A Gênese do Luto
Antes de qualquer coisa, do contentamento,
O sofrimento ronda o espírito.
É um chão batente, pesado, cheio de surpresas,
Jorrando sangue nas certezas,
Esperando o tropeço em inesperados momentos.
A alegria, algo quase impalpável nesse
Ambiente, chega sempre depois que precisamos.
Quando as conversas noturnas viraram silêncio,
Os rostos, antes alegres, agora habitam retratos e a fria sepultura.
O luto, esmagador da vida, desmancha o ânimo.
Tudo desertifica e os firmamentos põe fora do lugar.
Tritura os nervos, desfia os neurônios.
Ele intensifica as lembranças:
Onde havia mesas e almoços afetuosos,
Agora, a sala é só chão, silenciosa.
Mesmo com toda sua miséria,
É preciso sentir, mesmo sem firmamento,
Mesmo sem os antigos rostos,
Sem os passados abrigos.
Sentir o que restou, o regaço sem consolo.
A dor em profundidade onde antes
Era antiga moradora do amor.
Aceitar não como rendição, ela habita em mim
E pode me mover a novos horizontes, outros rumos.
Não adianta perguntar sobre os acontecidos.
É hora de agir, mesmo cambaleando.
Transformar o luto, o nada murcho de alegrias,
Em nova substância.
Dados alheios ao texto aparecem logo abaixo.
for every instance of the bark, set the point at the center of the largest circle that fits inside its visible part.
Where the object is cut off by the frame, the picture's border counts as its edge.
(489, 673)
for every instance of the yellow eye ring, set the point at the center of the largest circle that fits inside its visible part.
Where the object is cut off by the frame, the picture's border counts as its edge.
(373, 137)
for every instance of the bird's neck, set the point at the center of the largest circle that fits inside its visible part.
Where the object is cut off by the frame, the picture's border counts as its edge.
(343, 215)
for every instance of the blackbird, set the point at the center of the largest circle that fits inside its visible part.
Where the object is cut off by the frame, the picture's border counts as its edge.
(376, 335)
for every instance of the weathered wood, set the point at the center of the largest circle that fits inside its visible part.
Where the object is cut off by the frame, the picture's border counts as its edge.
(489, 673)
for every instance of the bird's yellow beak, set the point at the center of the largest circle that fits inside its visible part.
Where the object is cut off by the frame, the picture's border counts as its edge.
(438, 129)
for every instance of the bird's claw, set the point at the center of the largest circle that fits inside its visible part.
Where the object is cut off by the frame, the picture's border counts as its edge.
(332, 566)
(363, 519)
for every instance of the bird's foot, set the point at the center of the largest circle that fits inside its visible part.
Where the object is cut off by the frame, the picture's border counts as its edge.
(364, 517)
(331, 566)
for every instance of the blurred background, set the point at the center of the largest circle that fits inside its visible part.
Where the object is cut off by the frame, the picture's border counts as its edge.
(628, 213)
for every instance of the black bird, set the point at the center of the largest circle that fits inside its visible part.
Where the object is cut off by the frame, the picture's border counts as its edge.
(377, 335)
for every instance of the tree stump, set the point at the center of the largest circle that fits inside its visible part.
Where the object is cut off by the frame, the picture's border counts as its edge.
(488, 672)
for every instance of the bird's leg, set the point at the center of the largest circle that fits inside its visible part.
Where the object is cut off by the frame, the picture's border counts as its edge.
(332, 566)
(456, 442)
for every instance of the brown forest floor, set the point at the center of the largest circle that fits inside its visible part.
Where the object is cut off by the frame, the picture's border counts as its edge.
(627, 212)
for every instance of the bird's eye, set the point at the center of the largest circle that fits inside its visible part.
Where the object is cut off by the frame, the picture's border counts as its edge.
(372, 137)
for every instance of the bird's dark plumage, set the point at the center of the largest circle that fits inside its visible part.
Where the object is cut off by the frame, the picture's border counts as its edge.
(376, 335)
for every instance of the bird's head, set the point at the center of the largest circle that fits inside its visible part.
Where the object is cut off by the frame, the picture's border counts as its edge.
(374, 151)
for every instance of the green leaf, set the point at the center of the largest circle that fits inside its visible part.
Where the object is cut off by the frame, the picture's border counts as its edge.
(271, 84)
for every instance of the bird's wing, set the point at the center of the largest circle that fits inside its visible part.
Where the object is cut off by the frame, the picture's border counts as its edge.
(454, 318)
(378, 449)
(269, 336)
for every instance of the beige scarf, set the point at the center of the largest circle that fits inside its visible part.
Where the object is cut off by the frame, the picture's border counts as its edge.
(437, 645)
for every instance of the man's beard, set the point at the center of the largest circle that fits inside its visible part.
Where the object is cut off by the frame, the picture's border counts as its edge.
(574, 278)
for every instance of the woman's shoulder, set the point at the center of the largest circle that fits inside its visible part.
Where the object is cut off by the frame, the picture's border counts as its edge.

Fazer da ruína passo.
Chorar, lamentar, ficar em insônia, ruir.
Mas não morar na dor, não erguer eterna casa.
O luto deseja prolongar porque a mente não
Entende separações definitivas.
Mas a realidade nos obriga a adaptação.
A falta ganha forma e começamos a viver
O que resta, vivendo o que nunca mais será.
O luto é o preço ingrato por dar e receber amor.
Mas o amor, em memórias, não se desfaz.
Ele só muda de lugar, mora agora no impalpável.